Third-Party Data Mishandling
Then, there is the third-party data loss. Most corporations rely upon third-party services to collect, process, and store their data. Even when your third parties maintain strict security and data governance controls, there is always an exposure risk if your service provider is compromised. These incidents are not isolated and are now increasingly commonplace. Notable recent examples include the Lash Group, Change Healthcare, and American Express breaches. These breaches highlight how significant and impactful third-party incidents can be.
As discussed in a previous blog, one way in which CISOs and CIOs can address this problem head on is by ensuring their vendors, suppliers, and partners have defensible security programs backed up by contract provisions that protect your company when security incidents occur. Your contracts should codify your security, privacy, and risk management requirements accordingly.
Unite and Conquer
Data governance is a team sport, and IT and security teams cannot operate alone; they require collaboration with key business stakeholders across the organization. With different perspectives, these business stakeholders understand the context of third-party relationships, the nature and extent of the data employed by the company, and the potential impacts on the business if this data is compromised. It’s critical that any remnants of the historical rifts between DevOps and security that make effective data governance challenging be swept away. Visibility and risk mitigation in the cloud are underpinned by collaboration. Given the number of systems, technologies, services, and regulatory requirements that organizations confront, collaboration should not be viewed as a nice to have, but an operational imperative.
CISOs and CIOs are uniquely positioned to drive this collaboration. One powerful option is to establish a data governance committee of key stakeholders from security, legal, compliance, investor relations, procurement, IT, risk management, and finance. Together, draft a committee charter that ensures stakeholders have a duty to report data governance risks.
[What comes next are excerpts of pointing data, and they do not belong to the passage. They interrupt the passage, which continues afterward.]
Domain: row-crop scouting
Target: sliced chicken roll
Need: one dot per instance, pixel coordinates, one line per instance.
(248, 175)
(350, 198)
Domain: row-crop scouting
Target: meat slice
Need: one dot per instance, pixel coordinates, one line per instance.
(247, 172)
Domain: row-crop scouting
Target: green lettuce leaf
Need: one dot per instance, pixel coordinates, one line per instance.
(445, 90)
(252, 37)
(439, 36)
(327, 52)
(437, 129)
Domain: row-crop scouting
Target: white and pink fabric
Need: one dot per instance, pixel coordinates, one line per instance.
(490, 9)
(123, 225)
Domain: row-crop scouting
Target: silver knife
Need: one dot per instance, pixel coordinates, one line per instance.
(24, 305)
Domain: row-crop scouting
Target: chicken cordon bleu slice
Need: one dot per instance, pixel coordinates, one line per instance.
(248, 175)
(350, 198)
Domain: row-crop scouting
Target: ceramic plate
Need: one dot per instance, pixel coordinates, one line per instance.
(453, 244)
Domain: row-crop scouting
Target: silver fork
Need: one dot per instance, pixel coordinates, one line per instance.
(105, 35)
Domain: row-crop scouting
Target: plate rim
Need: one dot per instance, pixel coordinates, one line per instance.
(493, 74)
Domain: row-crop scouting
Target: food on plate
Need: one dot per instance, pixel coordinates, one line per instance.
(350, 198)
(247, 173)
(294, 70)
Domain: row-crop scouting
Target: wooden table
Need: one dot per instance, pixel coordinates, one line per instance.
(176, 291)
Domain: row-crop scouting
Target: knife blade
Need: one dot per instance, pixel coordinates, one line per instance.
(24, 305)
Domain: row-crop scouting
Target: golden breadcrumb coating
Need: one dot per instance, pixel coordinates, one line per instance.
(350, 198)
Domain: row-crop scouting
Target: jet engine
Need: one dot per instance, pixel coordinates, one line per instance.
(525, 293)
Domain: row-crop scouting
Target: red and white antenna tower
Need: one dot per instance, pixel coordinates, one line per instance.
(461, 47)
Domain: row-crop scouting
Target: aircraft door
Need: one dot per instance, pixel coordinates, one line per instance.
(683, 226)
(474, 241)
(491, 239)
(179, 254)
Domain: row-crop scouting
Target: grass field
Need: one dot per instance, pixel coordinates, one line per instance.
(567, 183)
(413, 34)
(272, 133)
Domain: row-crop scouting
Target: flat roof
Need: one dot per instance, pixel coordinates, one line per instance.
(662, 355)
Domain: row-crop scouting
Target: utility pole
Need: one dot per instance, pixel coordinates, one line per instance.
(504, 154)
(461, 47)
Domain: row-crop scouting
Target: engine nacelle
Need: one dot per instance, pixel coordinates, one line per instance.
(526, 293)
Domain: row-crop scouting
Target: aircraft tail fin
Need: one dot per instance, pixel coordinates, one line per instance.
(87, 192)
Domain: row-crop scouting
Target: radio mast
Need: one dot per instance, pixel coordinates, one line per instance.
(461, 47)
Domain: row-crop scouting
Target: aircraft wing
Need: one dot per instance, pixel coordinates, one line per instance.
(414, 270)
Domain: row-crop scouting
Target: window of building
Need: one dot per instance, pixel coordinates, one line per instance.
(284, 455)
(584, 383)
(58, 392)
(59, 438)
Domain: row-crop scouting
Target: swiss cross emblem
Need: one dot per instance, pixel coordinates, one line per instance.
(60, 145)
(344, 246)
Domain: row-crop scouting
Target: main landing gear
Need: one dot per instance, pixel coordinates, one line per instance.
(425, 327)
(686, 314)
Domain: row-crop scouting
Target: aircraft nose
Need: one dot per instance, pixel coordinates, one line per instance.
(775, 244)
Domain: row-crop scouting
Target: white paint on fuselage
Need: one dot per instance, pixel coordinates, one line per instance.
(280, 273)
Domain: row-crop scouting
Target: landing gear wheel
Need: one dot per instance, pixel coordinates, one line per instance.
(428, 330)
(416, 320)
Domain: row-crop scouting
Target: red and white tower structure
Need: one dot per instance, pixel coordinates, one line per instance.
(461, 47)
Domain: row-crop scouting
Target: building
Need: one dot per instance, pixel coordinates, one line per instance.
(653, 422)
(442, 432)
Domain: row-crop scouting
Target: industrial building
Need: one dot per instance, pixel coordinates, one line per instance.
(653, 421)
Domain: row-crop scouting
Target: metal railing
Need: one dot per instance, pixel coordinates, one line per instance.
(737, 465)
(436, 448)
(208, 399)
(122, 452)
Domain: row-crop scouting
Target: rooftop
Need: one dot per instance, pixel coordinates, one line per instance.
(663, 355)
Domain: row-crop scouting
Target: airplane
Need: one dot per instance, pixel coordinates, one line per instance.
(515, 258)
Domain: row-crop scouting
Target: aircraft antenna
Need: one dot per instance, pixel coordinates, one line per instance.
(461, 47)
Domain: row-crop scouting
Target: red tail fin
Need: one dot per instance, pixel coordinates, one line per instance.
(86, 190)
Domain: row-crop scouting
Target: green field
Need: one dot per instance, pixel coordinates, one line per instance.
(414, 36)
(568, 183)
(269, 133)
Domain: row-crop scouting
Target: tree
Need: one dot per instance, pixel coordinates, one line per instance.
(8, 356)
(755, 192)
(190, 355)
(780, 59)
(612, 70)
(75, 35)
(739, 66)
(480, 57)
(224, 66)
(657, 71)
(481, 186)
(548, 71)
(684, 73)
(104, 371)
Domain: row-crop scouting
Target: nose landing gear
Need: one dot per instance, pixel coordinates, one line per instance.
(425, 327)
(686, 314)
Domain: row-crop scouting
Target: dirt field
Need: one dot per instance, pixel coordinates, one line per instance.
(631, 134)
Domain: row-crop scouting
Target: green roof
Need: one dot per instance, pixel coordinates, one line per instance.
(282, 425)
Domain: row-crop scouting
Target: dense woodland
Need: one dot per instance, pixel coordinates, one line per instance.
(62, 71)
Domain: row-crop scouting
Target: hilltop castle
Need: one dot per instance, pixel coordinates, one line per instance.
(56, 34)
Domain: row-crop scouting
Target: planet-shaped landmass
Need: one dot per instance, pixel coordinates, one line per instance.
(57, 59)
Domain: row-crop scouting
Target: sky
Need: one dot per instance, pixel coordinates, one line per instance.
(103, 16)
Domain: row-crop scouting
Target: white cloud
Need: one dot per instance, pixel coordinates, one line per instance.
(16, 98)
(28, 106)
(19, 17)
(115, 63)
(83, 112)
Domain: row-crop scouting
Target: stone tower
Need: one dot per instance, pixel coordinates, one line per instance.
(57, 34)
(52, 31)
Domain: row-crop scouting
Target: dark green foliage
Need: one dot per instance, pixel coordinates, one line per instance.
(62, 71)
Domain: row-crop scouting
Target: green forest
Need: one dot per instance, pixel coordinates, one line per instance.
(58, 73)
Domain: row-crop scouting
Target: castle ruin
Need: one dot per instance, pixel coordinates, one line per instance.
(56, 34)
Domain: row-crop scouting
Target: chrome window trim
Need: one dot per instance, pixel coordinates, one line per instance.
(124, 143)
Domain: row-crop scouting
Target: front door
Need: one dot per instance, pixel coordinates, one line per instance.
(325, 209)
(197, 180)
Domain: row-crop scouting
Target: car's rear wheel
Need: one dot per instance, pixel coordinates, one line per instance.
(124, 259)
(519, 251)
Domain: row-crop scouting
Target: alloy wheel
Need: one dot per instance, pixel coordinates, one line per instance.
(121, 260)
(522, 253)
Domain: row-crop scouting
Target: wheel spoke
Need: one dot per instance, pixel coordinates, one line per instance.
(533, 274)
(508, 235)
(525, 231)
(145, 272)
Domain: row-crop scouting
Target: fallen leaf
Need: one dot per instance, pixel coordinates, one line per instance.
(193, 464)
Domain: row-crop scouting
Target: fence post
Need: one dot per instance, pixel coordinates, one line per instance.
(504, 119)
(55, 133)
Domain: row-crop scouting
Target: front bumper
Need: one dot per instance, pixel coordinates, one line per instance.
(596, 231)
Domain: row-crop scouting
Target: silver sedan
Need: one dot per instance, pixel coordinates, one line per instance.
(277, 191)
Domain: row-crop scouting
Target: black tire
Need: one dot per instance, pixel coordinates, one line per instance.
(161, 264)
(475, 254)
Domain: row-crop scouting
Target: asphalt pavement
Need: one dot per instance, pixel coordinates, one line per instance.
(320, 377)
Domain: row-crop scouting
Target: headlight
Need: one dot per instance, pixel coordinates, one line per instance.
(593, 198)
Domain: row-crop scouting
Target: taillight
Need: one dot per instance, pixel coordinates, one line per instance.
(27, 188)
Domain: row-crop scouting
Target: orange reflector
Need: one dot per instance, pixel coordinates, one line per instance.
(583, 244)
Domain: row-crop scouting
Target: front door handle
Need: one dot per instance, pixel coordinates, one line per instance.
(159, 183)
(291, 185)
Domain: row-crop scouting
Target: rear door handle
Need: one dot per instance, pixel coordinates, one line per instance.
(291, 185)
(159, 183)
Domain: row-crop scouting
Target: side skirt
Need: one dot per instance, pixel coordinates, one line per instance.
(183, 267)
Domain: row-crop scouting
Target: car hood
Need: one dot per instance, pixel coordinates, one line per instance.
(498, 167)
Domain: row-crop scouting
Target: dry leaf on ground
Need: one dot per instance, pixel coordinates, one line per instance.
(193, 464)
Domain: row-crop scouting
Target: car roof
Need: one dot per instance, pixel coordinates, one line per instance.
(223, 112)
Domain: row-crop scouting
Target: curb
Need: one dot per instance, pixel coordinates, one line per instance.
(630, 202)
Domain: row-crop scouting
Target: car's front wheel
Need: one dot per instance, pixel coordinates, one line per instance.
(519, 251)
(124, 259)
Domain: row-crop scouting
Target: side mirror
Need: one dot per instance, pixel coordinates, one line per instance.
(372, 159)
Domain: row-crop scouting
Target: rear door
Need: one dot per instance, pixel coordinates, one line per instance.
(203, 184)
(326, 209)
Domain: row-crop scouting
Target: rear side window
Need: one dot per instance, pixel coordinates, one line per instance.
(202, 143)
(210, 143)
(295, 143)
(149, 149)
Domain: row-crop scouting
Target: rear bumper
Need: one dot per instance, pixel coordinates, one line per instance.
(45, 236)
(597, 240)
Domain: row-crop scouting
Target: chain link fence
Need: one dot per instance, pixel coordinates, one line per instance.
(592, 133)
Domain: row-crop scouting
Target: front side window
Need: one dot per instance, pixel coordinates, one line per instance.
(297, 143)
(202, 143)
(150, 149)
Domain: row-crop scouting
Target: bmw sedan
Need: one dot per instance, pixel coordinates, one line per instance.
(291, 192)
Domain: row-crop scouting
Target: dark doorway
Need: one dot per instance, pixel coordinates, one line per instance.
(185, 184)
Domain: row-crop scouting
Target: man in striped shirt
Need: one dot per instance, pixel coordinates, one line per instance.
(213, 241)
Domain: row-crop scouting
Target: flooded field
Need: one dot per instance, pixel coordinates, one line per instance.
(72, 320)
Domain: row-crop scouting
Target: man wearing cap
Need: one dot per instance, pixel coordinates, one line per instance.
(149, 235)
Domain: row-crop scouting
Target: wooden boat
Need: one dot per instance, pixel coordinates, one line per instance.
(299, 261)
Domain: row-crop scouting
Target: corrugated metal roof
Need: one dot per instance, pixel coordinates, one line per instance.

It should also outline roles and responsibilities throughout the data lifecycle of the organization, including who is authorized to make risk decisions related to specific, high-value data sets. In addition, use a risk register to capture identified risk factors and recommended risk mitigations. Companies that focus on data governance will likely be more resilient when confronting risks to company data.
Conclusion
Managing and securing data is a challenge and without visibility, managing data access is nearly impossible. Data governance practices are complicated by modern technologies and are further complicated by privacy regulations. Security incidents highlight visibility blind spots, revealing that our data is more widely distributed and shared than we often realize.
CISOs and CIOs must engage early in the data governance lifecycle to understand data classifications, mapping, and access controls, and bring this knowledge to stakeholders across the organization. Risk mitigation of data leaks comes from proper understanding, handling, and control throughout the data lifecycle of the organization, from employees to third parties.